In Reply to: Re: atf, one size does not fit all posted by Skep on August 05, 2011 at 00:36:41:

To Skep: You leave some questions, IMO:

I question your default linking ex-members past life in TF to what presently ‘make some people react badly to the non orthodox’. (I assume you think of yourself as non orthodox).

LTE also mentioned... “At this board, I don't say things to be controversial”. But reading here one may just get the idea that the whole conventional/controversial spectrum is inverted.

How do you define non orthodox? And what does it mean to react badly, in this case? Is it to denounce someone’s hypocrisy and evil doctrines, f.x.?

What if some of these ex-members have made their decisions here volitionally, by their own careful research and thus informed choice? After all, many of us have been exers for decades by now, but I do also concede effects *can* last for decades.

As far as I can tell, TFI (apart from steeped in occult practices) was (is?) also in many ways non orthodox, breaking away from some traditional values a la French Revolution style, perhaps even with the same origins. Is it thus fair to conclude your perceived non orthodoxy is derived from your past TF experience and life?

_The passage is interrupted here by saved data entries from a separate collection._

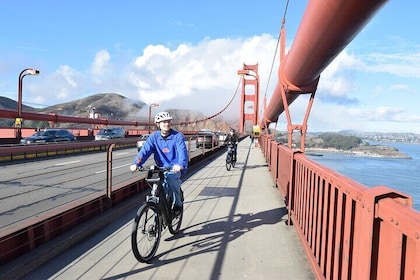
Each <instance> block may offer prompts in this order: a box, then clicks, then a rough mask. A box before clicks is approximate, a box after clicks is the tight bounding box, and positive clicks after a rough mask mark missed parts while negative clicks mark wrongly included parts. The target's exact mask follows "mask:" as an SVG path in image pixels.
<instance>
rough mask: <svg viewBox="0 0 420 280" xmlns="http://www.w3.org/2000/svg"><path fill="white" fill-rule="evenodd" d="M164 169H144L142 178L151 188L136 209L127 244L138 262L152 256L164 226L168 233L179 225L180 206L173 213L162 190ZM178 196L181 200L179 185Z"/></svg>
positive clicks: (179, 227) (175, 229) (166, 196)
mask: <svg viewBox="0 0 420 280" xmlns="http://www.w3.org/2000/svg"><path fill="white" fill-rule="evenodd" d="M168 170H169V168H160V167H156V166H151V167H150V169H149V170H148V173H147V178H146V182H147V184H148V185H149V186H150V188H151V192H150V195H148V196H147V197H146V201H145V202H143V204H142V205H141V206H140V208H139V210H138V211H137V214H136V217H135V219H134V224H133V230H132V232H131V248H132V251H133V254H134V256H135V257H136V259H137V260H138V261H140V262H149V261H150V260H151V259H152V258H153V257H154V256H155V254H156V251H157V249H158V247H159V242H160V238H161V235H162V231H163V230H164V229H166V227H168V229H169V232H170V233H171V234H177V233H178V232H179V230H180V228H181V222H182V216H183V214H184V213H183V212H184V209H183V207H181V209H180V213H176V214H177V215H175V213H173V210H172V197H171V196H169V195H167V194H166V193H165V190H164V187H163V180H164V172H165V171H168ZM181 200H182V201H184V194H183V191H182V189H181Z"/></svg>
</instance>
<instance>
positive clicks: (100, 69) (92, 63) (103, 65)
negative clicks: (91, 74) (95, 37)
mask: <svg viewBox="0 0 420 280" xmlns="http://www.w3.org/2000/svg"><path fill="white" fill-rule="evenodd" d="M110 59H111V55H110V54H109V53H108V51H106V50H100V51H99V52H97V53H96V56H95V60H94V61H93V63H92V66H91V73H92V75H93V76H98V77H101V76H105V75H106V74H108V73H110V70H109V69H108V64H109V61H110ZM96 81H97V82H99V80H96Z"/></svg>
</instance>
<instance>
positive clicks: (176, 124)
mask: <svg viewBox="0 0 420 280" xmlns="http://www.w3.org/2000/svg"><path fill="white" fill-rule="evenodd" d="M242 79H243V77H241V78H239V81H238V85H237V86H236V90H235V93H234V94H233V96H232V98H231V99H230V101H229V103H228V104H227V105H226V106H225V107H224V108H223V109H222V110H220V111H219V112H217V113H216V114H214V115H211V116H209V117H205V118H203V119H198V120H191V121H187V122H181V123H176V124H175V125H188V124H192V123H199V122H204V121H207V120H210V119H212V118H215V117H217V116H218V115H220V114H221V113H223V112H224V111H225V110H226V109H227V108H228V107H229V106H230V104H232V102H233V100H234V99H235V96H236V94H237V93H238V89H239V86H240V84H241V81H242Z"/></svg>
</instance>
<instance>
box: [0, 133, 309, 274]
mask: <svg viewBox="0 0 420 280" xmlns="http://www.w3.org/2000/svg"><path fill="white" fill-rule="evenodd" d="M224 158H225V154H223V155H218V156H217V157H215V158H214V159H213V160H211V161H210V162H208V163H207V164H206V166H205V167H203V168H201V169H199V170H196V171H195V172H192V174H191V175H190V176H188V178H186V180H185V181H184V182H183V184H182V188H183V190H184V193H185V213H184V220H183V225H182V230H181V232H180V233H179V234H178V235H176V236H172V235H171V234H170V233H169V231H167V230H166V231H165V232H164V233H163V235H162V239H161V243H160V246H159V248H158V251H157V254H156V256H155V259H153V260H152V262H151V263H150V264H145V263H139V262H138V261H137V260H136V259H135V258H134V256H133V254H132V252H131V243H130V234H131V228H132V220H133V218H134V215H135V212H136V210H137V206H136V207H131V208H130V209H129V210H128V211H125V212H124V213H122V214H121V215H119V216H118V218H117V219H114V218H112V221H111V222H110V223H109V224H107V225H106V226H105V227H103V228H101V229H100V230H99V231H97V232H96V233H95V234H94V235H90V236H88V237H87V238H84V239H82V240H78V241H77V243H76V244H74V245H73V246H71V247H70V248H66V247H65V246H64V245H63V244H66V243H67V242H65V241H63V240H60V241H59V242H52V243H51V244H46V245H45V246H44V248H43V249H40V250H43V252H44V254H45V255H46V253H45V252H48V251H49V252H51V251H52V250H56V251H59V252H60V253H57V255H55V256H54V257H52V258H50V259H49V260H46V259H45V260H42V259H43V258H46V257H44V256H43V253H40V252H39V251H38V252H37V250H35V251H34V252H31V253H30V254H31V255H32V257H31V256H25V258H27V259H28V258H36V259H37V260H38V262H40V263H41V264H40V265H39V266H37V267H36V268H35V269H33V270H31V271H30V272H29V273H27V274H26V275H25V276H24V277H23V279H90V280H92V279H229V280H230V279H314V278H315V276H314V274H313V273H312V270H311V268H310V266H309V263H308V261H307V259H306V256H305V253H304V251H303V248H302V247H301V245H300V241H299V239H298V236H297V234H296V231H295V229H294V227H293V226H288V225H286V220H287V213H286V208H285V204H284V202H283V199H282V198H281V195H280V193H279V191H278V190H277V189H276V188H275V184H274V182H273V180H272V178H271V175H270V173H269V170H268V166H267V164H266V162H265V159H264V157H263V154H262V152H261V150H260V149H259V148H256V147H254V146H253V145H252V144H251V143H250V140H249V139H245V140H243V141H242V142H240V144H239V147H238V163H237V165H236V167H235V168H234V169H233V170H231V171H227V170H226V168H225V163H224ZM135 199H136V200H138V205H139V204H140V203H141V201H143V198H142V197H140V196H138V197H136V198H135ZM136 204H137V203H136ZM107 215H109V214H107ZM101 219H110V220H111V218H108V217H106V216H104V217H101ZM86 226H89V225H83V227H86ZM80 230H83V228H81V229H80ZM68 239H73V241H74V239H77V234H74V233H73V235H71V236H70V237H69V238H68ZM60 247H63V248H61V250H60ZM50 255H51V254H50ZM17 263H18V262H17ZM20 265H22V263H21V264H20ZM20 271H21V273H24V272H23V271H24V266H23V267H22V266H20ZM0 278H2V277H1V274H0Z"/></svg>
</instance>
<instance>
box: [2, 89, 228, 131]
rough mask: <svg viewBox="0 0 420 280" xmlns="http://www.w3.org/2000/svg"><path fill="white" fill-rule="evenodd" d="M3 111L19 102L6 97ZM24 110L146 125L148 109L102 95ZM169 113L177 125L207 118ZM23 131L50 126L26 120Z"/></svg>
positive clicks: (5, 97)
mask: <svg viewBox="0 0 420 280" xmlns="http://www.w3.org/2000/svg"><path fill="white" fill-rule="evenodd" d="M0 109H7V110H15V109H17V102H16V101H14V100H12V99H10V98H7V97H0ZM22 109H23V112H35V113H42V114H57V115H61V116H72V117H81V118H89V117H90V114H91V112H92V109H94V113H95V114H96V115H97V117H99V118H103V119H112V120H124V121H140V122H147V121H148V110H149V107H148V105H147V104H146V103H144V102H142V101H138V100H132V99H129V98H126V97H124V96H122V95H120V94H117V93H100V94H95V95H91V96H88V97H85V98H81V99H77V100H74V101H71V102H66V103H61V104H56V105H53V106H48V107H45V108H33V107H30V106H26V105H23V106H22ZM168 111H169V112H170V113H171V114H172V115H173V118H174V122H175V123H182V122H189V121H193V120H202V119H205V116H204V115H203V114H202V113H201V112H198V111H192V110H179V109H169V110H168ZM13 125H14V120H13V119H0V127H13ZM231 125H232V124H229V123H226V122H225V121H223V120H222V119H220V118H217V117H216V118H213V119H211V120H206V121H203V122H199V123H197V124H196V123H192V124H189V125H183V126H182V127H178V129H182V130H199V129H201V128H208V129H211V130H214V131H219V130H221V131H227V130H228V129H229V127H230V126H231ZM59 126H60V127H63V128H89V127H90V125H88V124H71V123H61V124H59ZM24 127H33V128H36V127H48V122H41V121H31V120H25V121H24Z"/></svg>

By what authority can you denounce others for their hypocricy and evil, while you at the same time subscribe to the ‘live and let live’ teaching and the doctrine and that ‘people with those reactions have their own path’, or, as LTE put it, ‘what is right for me may be wrong for someone else’? According to your belief by implication, eventually any or all these other ways may turn out to be just as good as yours. So why even judge anyone?

IMO, whether or not one is a christian has nothing to do with by what label we go by; it has everything to do with one’s deeds and who/what one is committed to, our position. Cultural christianity is dominant today, but that has little to do with christianity as expressed in the Bible for example.

Of all the faults and flaws with TFI, I would say the one that was at the base of much of the degenerate and outright demented behaviour was the lack of essential education and understanding, i.e the general dumbing down. (And I am not talking of conventional education, for it is as ridiculous as it was in TF, if not worse). For the life in TF to function the way it did, a general dumbing down was imperative. In history, all revolutionary outfits depended on the stupidity of the followers, for all revolutionary activity is in the early stages first and foremost to the advantage for the leaders. When the carnage is over among the followers then it begins among the leadership.

Alexander Pope is credited as saying that ‘a little learning is a dangerous thing’. In TF we were subjected to a little learning, just enough to think of ourselves as masters of everything, but for the most part not nearly enough to love and appreciate Jesus, who supposedly was the reason we were there.

Having left this ‘safe’ (TFI) environment all these things exposed themselves through many people’s bitter hatred for anything to do with not only TF itself, but also Jesus and in many cases any perceived christian position on any issue. I think this is a tragedy of magnitude, but nonetheless a natural fruit of TF.